Contact Lens Overwear
Contact lenses sit directly on the cornea and reduce the amount of oxygen that reaches it. Short-term, this can cause mild swelling of the corneal surface, which is usually reversible. Over months or years of excessive wear, the oxygen deprivation becomes more damaging. The cornea may respond by growing new blood vessels into tissue that is normally vessel-free, a process called neovascularization. This can be superficial or deep and, in severe cases, can involve the full circumference of the cornea. Prolonged lens wear can also permanently change the shape of the cornea, inducing astigmatism, and damage the innermost cell layer in ways that complicate future eye surgeries.
If your eyes are consistently red after wearing contacts, especially if the redness worsens toward the end of the day, it may be a sign that your lenses are limiting oxygen delivery. Switching to higher-oxygen lens materials, reducing daily wear time, or alternating with glasses can help.
Broken Blood Vessels
A subconjunctival hemorrhage looks alarming: a bright red patch spreads across part of the white of your eye, sometimes covering a large area. Despite its appearance, it is usually painless, does not affect vision, and resolves on its own. A small vessel simply bursts under the conjunctiva, often from coughing, sneezing, straining, or rubbing your eyes. The blood typically clears within 7 to 14 days, though larger bleeds can take up to 21 days to fully reabsorb. No treatment is needed in most cases.
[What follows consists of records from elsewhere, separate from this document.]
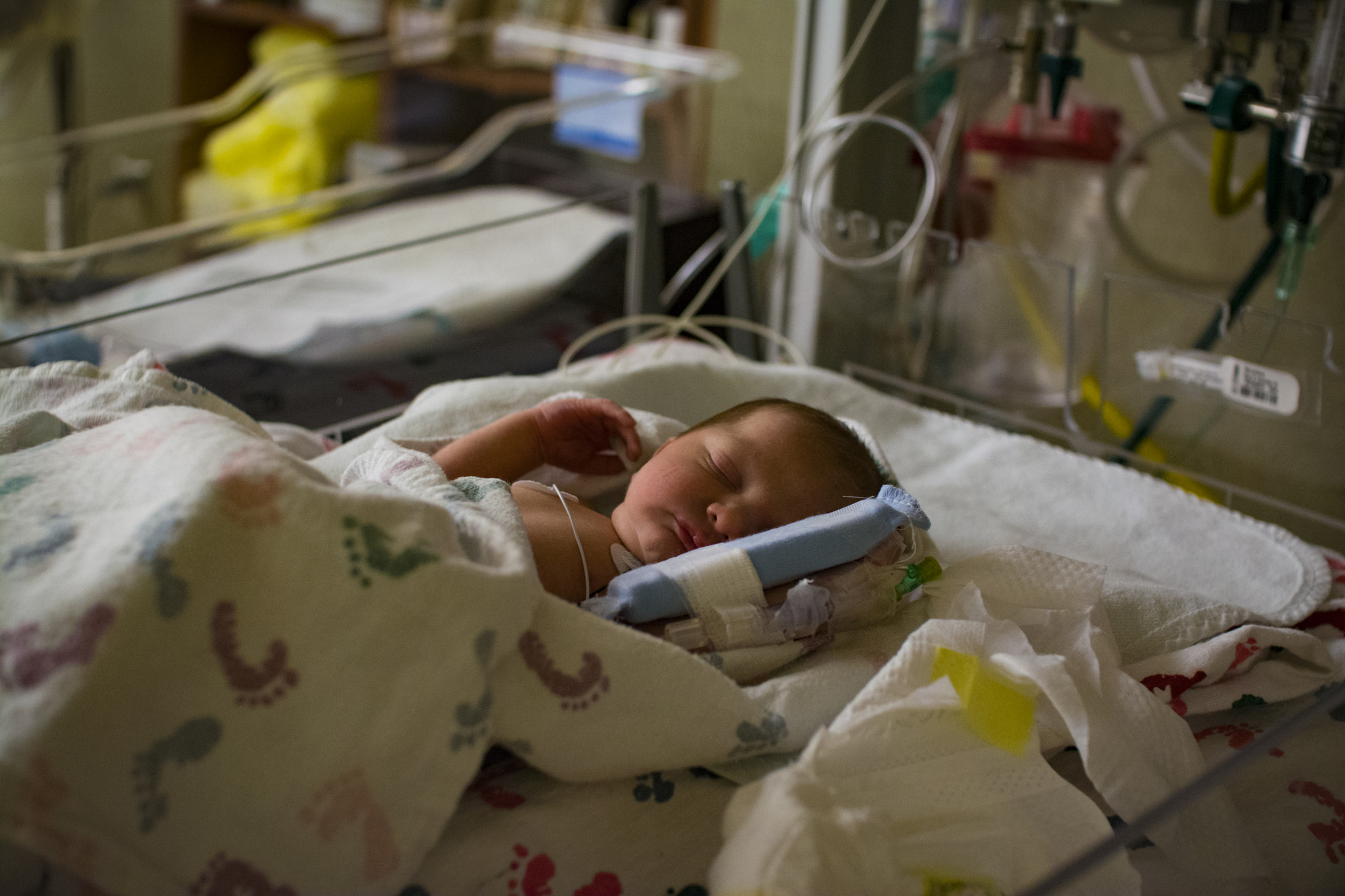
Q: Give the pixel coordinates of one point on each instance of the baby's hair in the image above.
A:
(830, 436)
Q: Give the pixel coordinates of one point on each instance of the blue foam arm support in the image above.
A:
(779, 555)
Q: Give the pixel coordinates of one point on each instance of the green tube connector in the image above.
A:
(917, 574)
(1298, 240)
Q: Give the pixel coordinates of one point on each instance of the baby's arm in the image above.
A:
(573, 435)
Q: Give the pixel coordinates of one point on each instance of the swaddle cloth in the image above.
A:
(676, 586)
(931, 779)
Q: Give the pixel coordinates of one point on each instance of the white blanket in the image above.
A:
(298, 679)
(372, 307)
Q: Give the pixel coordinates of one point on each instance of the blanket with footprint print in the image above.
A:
(221, 670)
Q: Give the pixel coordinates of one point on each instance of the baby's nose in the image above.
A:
(726, 521)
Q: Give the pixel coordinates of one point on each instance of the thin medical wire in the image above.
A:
(763, 209)
(575, 530)
(896, 91)
(1132, 833)
(1145, 81)
(330, 263)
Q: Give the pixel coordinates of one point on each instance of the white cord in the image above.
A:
(810, 214)
(669, 326)
(1145, 81)
(575, 530)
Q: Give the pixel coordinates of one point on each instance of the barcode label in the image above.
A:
(1250, 385)
(422, 35)
(1258, 386)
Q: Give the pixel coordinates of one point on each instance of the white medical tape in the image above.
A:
(725, 584)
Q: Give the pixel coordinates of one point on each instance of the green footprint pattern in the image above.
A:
(191, 742)
(369, 547)
(15, 484)
(474, 719)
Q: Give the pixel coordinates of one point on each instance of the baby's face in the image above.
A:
(724, 482)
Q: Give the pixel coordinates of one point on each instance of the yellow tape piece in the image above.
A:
(947, 885)
(996, 710)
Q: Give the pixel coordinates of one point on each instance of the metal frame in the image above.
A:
(1005, 419)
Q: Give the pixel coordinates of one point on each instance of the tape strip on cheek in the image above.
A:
(725, 595)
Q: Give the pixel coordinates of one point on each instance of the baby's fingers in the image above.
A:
(622, 425)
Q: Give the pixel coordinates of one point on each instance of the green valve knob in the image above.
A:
(917, 574)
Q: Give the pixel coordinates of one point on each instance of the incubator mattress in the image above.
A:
(219, 664)
(381, 305)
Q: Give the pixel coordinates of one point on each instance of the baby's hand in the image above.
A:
(575, 435)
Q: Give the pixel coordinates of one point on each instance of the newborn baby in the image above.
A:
(751, 468)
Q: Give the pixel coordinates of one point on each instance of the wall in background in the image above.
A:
(124, 66)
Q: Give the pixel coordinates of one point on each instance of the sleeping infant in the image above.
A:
(751, 468)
Environmental and Lifestyle Triggers
A number of everyday exposures can cause temporary redness without any underlying disease. Chlorinated pool water strips away the protective tear film. Smoke, air pollution, and wind dry and irritate the surface. Cosmetics and skincare products that migrate into the eye can trigger both irritation and allergic reactions. Alcohol dilates blood vessels throughout the body, including in the eyes, and poor sleep reduces tear production overnight, leaving eyes dry and red in the morning.
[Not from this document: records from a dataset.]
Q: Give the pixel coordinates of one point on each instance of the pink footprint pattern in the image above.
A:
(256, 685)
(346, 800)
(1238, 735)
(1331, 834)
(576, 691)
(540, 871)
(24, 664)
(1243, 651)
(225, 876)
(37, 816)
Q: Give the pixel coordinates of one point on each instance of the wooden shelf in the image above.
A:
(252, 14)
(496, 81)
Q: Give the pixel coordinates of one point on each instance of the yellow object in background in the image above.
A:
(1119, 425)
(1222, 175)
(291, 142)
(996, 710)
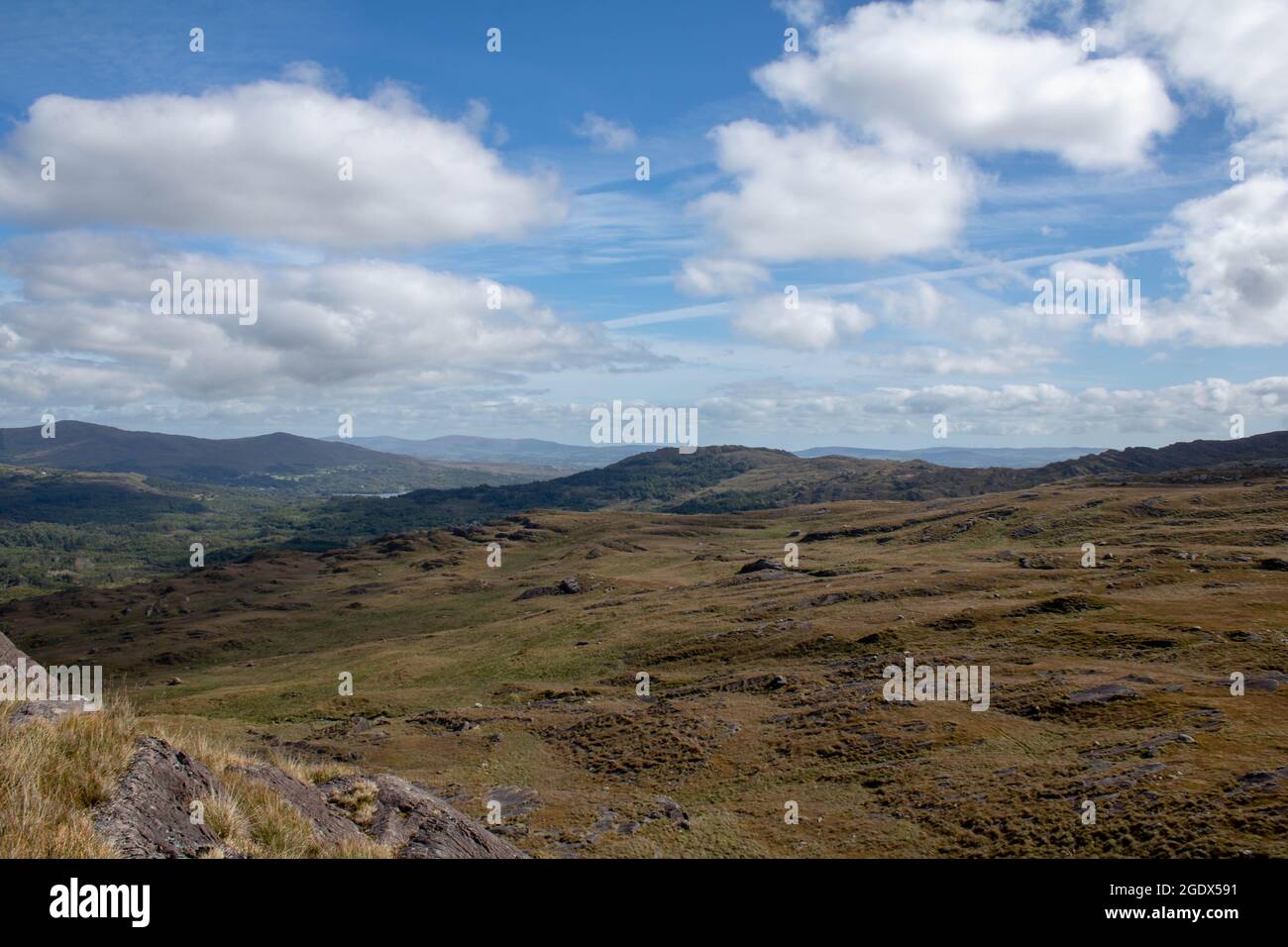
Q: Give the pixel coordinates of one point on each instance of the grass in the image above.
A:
(53, 776)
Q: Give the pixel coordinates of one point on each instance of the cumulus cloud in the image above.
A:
(1234, 54)
(936, 360)
(814, 324)
(1234, 257)
(975, 75)
(815, 195)
(263, 161)
(1198, 408)
(704, 275)
(605, 133)
(800, 12)
(85, 303)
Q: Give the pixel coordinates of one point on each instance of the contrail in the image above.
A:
(695, 312)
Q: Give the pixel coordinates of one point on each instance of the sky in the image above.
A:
(841, 235)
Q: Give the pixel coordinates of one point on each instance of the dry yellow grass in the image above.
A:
(53, 775)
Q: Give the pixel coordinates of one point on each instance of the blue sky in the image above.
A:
(768, 169)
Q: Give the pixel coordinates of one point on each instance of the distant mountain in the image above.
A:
(960, 457)
(278, 462)
(730, 478)
(498, 450)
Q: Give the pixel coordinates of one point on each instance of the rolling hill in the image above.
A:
(498, 450)
(278, 462)
(960, 457)
(730, 478)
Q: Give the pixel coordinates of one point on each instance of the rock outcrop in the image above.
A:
(9, 652)
(419, 825)
(308, 800)
(151, 814)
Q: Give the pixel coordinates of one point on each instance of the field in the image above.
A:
(1111, 684)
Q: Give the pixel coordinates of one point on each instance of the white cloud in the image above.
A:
(605, 133)
(814, 324)
(974, 75)
(815, 195)
(704, 275)
(1234, 258)
(1234, 52)
(800, 12)
(1198, 408)
(402, 329)
(262, 161)
(934, 360)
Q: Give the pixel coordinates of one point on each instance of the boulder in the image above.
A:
(419, 825)
(1102, 694)
(307, 799)
(9, 652)
(150, 815)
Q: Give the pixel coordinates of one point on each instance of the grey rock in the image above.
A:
(419, 825)
(150, 814)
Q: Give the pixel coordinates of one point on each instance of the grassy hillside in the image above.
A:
(726, 479)
(270, 462)
(1108, 684)
(62, 528)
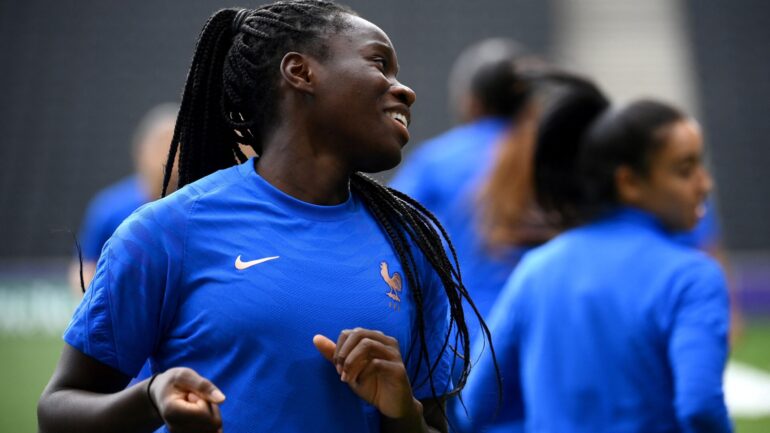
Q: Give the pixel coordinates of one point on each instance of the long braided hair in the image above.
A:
(229, 100)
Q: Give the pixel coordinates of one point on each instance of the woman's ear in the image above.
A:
(297, 72)
(629, 185)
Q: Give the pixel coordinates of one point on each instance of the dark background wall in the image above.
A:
(75, 77)
(730, 42)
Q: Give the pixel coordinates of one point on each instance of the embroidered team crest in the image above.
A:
(395, 285)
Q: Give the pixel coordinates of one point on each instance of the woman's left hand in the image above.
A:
(370, 363)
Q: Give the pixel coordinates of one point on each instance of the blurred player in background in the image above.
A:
(612, 325)
(114, 203)
(474, 177)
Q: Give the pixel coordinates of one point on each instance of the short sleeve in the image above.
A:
(122, 315)
(436, 319)
(95, 231)
(698, 348)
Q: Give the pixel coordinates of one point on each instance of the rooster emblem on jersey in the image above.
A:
(394, 283)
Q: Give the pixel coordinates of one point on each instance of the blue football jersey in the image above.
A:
(233, 278)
When Red Eyes Signal an Emergency
Most red eyes are not dangerous, but a few combinations of symptoms point to conditions that can threaten your vision. Acute angle-closure glaucoma causes sudden, severe pain in one eye along with blurred vision, halos around lights, and sometimes nausea or vomiting. The pupil on the affected side is typically fixed and mid-dilated, meaning it does not respond normally to light. This is an emergency that can cause rapid, permanent vision loss without treatment.
Other warning signs that warrant immediate evaluation:
- Sudden vision changes alongside redness
- Severe eye pain or headache with a red eye
- Sensitivity to light that was not previously present
- Halos around lights appearing for the first time
- Swelling in or around the eye that makes it hard to open
- Chemical splash or foreign object in the eye
- Nausea or vomiting paired with eye pain
Red eyes that are painless, mildly irritated, and not affecting your vision are rarely urgent. But redness that comes on suddenly with pain, vision changes, or light sensitivity is a different category entirely and should be evaluated the same day.